This Passover marks the temporary exodus of one of our congregants, Ron Baker.
Every congregant is valuable, every congregant has roles to play, and the departure of any congregant is remarkable. All this is more so in a small congregation like ours.
Still, Ron’s leaving is worth a special comment.
Ron’s life and career have taken him from Tupelo to the world, from Christianity to Judaism, and for the moment, back to his home and family in Israel. He had been back in Tupelo for a year to take care of family matters here. In that time, he was back at Temple B’nai Israel, where his intelligence, his scholarship, his humanity, and most of all his friendship have left a gap impossible to fill. At our Torah Study, which Ron inspired and helped to start, we leave a chair for him like Elijah at the seder.
It is difficult to summarize Ron’s life and accomplishments. Fortunately, the Daily Journal’s religion editor Galen Holley did that so very well a few weeks ago in a profile, Divine Encounter.

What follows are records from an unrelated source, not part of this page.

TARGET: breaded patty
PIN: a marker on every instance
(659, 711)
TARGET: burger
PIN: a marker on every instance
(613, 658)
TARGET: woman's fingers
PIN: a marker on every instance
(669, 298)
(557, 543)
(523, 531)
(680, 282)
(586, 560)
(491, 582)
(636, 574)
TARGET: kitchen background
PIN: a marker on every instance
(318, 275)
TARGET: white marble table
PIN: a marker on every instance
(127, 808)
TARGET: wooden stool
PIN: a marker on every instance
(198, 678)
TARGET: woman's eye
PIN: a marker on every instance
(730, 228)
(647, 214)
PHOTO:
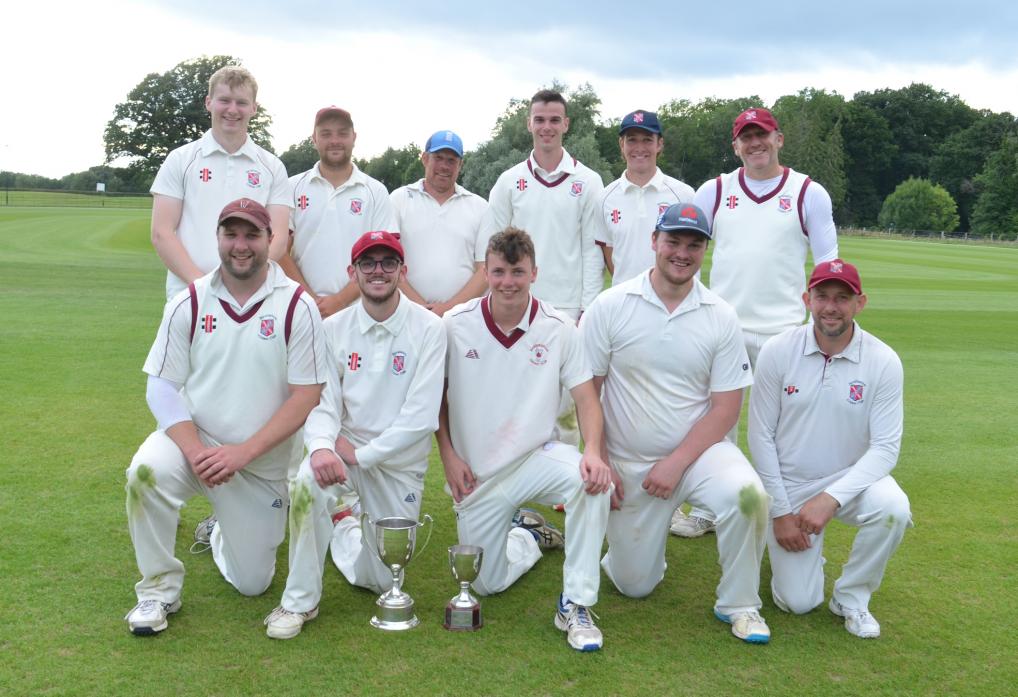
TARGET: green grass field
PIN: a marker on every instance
(80, 295)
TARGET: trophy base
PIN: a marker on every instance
(395, 616)
(463, 619)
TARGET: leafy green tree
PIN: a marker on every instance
(698, 137)
(919, 205)
(869, 153)
(958, 160)
(299, 157)
(810, 121)
(167, 110)
(996, 211)
(394, 168)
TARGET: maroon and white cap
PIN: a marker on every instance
(380, 238)
(757, 115)
(837, 270)
(334, 112)
(248, 210)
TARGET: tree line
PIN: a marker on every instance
(913, 158)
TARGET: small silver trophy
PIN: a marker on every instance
(394, 541)
(463, 612)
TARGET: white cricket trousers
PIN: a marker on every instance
(312, 531)
(722, 482)
(250, 515)
(549, 475)
(882, 514)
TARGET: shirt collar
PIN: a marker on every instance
(565, 166)
(698, 294)
(210, 144)
(393, 325)
(275, 279)
(852, 352)
(657, 181)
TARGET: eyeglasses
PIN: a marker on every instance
(389, 265)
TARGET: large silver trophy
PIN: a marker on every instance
(463, 612)
(394, 543)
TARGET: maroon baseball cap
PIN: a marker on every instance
(248, 210)
(335, 112)
(837, 270)
(758, 115)
(380, 238)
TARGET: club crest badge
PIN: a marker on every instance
(855, 392)
(539, 354)
(267, 327)
(398, 363)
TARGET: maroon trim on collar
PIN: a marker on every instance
(193, 294)
(549, 184)
(517, 334)
(288, 325)
(766, 196)
(800, 206)
(240, 318)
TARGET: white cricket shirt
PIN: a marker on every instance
(559, 211)
(327, 221)
(206, 178)
(386, 390)
(761, 231)
(441, 241)
(660, 368)
(504, 391)
(628, 216)
(822, 422)
(236, 362)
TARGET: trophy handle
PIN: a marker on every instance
(431, 529)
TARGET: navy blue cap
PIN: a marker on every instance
(444, 139)
(683, 217)
(645, 120)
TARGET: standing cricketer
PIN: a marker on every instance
(199, 179)
(670, 357)
(764, 217)
(630, 206)
(439, 224)
(334, 204)
(509, 355)
(374, 426)
(237, 365)
(825, 430)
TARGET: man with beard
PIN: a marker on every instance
(237, 365)
(825, 431)
(373, 427)
(439, 225)
(669, 354)
(334, 204)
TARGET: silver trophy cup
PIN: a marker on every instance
(463, 612)
(394, 541)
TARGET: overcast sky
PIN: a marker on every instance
(405, 69)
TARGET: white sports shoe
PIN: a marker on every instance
(857, 622)
(577, 622)
(282, 624)
(690, 526)
(748, 626)
(149, 617)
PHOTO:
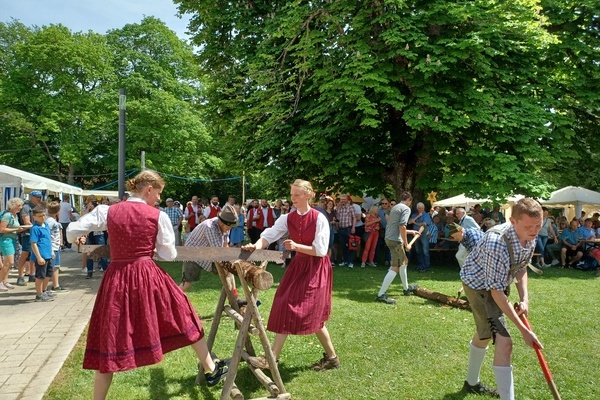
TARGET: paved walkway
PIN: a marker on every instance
(37, 337)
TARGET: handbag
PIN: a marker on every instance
(353, 242)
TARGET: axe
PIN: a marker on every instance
(541, 360)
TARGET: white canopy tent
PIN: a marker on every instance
(574, 199)
(463, 201)
(101, 193)
(459, 201)
(16, 183)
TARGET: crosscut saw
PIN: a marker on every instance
(189, 253)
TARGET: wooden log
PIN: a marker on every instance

Ron is returning to Israel to take on a new and extraordinarily important job as Director of the Bat Kol Institute in Jerusalem. For those unfamiliar with Bat Kol, their mission is:
To promote the study of Torah (the Word of God), oral and written, as transmitted today through Jewish Traditions.
To foster an understanding and appreciation of Jewish prayer and the Jewish biblical cycle—with the Sabbath as its central festival.
To facilitate the integration of these studies into a Christian self-understanding in a manner that respects the Jewish people and reveres the integrity of their traditions.
To extend the riches of the Hebrew Scriptures and Traditions in regular study of the Bible by Christians.
Ron enriched our lives, our congregation and our community, and we look forward to his being back in Tupelo before too long.